The Navy placed Read in command of the NC-4 and its crew of five. Trouble plagued the venture right from the start. A mechanic lost a hand while spinning a propeller. Fire broke out and threatened destruction of the flying boats. By May 8th, they were ready and four-leaf clovers were handed out among the men as the flying boats were pulled down the track to the skidways. The engines thundered alive as the planes glided down the launching ways and taxied into the bay. Cheers arose from the onlookers as they sped down the long stretch of water and headed upward through the morning skies for Halifax. The fliers were out over the ocean when Read discovered an oil leak and had to cut off one engine. A few minutes later another engine threw a connecting rod and he had to make a forced landing on the open sea, some eighty miles East of Cape Cod. Unable to secure help, he taxied through the waves for five hours and reached Chatham Naval Air Station on Cape Cod safely. Personnel there fixed the oil leak and Read headed for Trepassey on three engines. A joyous reunion ensued among the crews when they arrived.

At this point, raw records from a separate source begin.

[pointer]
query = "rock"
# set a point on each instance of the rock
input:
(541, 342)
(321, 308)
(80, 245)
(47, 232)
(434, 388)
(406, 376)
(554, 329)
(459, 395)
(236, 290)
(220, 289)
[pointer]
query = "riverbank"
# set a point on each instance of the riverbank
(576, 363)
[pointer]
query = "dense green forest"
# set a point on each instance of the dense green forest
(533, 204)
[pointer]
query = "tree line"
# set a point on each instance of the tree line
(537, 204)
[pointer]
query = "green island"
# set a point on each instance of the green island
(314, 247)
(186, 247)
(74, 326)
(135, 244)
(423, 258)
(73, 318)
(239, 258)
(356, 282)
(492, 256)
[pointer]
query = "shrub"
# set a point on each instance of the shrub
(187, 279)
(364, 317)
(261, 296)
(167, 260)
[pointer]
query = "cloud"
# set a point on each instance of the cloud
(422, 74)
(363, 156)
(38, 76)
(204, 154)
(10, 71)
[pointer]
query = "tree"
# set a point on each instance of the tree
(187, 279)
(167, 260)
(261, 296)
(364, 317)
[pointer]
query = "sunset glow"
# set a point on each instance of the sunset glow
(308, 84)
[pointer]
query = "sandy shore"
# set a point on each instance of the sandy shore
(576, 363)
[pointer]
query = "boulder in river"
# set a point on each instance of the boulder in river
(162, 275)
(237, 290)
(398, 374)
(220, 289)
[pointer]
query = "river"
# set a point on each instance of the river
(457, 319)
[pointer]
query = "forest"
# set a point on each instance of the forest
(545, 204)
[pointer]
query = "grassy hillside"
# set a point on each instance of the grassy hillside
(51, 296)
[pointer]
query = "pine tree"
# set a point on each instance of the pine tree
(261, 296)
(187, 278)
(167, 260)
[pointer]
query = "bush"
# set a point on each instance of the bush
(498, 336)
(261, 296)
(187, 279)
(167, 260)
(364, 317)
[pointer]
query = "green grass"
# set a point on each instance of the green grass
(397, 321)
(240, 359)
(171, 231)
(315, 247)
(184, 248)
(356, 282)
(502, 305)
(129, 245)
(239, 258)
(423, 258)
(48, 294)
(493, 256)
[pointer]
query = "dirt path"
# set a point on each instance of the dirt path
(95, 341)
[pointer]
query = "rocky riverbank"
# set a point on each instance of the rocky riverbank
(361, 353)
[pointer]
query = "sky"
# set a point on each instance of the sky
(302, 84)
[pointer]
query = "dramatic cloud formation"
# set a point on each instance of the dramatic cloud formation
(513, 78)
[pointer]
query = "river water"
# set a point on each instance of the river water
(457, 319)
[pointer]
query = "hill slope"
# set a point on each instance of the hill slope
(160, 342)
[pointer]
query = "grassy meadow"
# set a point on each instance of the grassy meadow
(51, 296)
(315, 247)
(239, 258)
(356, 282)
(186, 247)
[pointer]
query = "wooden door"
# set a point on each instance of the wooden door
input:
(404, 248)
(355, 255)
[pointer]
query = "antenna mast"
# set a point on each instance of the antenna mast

By May 16th the flying boat was repaired and townspeople lined Trepassey’s harbor. Ship decks were crowded as each of the flying boats took off down the long narrow harbor. The NC-3 was in the lead, followed by the NC-1 and his NC-4, and they headed eastward into the gathering night for the Azores. Shortly after dawn, the boats entered a large fog bank and visibility dropped drastically. They became lost and confused. The fog was so thick the plane dripped water continuously and once it sideslipped dangerously near the water when the pilot lost all reference to the horizon . The NC-1 and NC-3 became lost and landed on the open ocean. The NC-1 taxied for five hours before a steamer picked it up. The NC-3 crew had to drift-sail their battered flying boat over two hundred miles of ocean to reach the Azores. The NC-4 completed the flight safely and taxied triumphantly into Horta’s harbor. Its crew received a warm greeting. When Read was sure the other crews were safe, the NC-4 took off for Lisbon. It encountered fog again but it landed safely at dusk and taxied into Lisbon’s harbor. Warships and the guns of forts in the Lisbon area sent echoing booms across the harbor. A Navy boat took Read and his crew off the NC-4 and they went aboard the USS Rochester to receive a hero’s welcome from Navy and Portuguese officials. The triumph of the first flight across the Atlantic was theirs and Read received the Portuguese award of Commander of the Military Order of the Tower and Sword.

They proceeded to take off for Plymouth, England and arrived on May 31st. There the crews received a welcome from the Mayor of Plymouth and were honored during a two week tour of both England and France. The British presented Read with the Royal Air Force Cross for his historic flight. When the crews returned to America, Navy officials met them in Washington, and Read received the Distinguished Service Medal and a special medal struck to commemorate the NC-4 flight. He and his crew then made an extensive goodwill tour of the country in the NC-4.

Returning to regular Navy Aviation duty, Read successively served in numerous important commands until World War II. During that war, he became Chief of the Air Technical Training in Chicago and then commanded the Navy air activities at Norfolk until the end of the war. For this service he received the Legion of Merit.

Albert Read died on October 10th, 1967.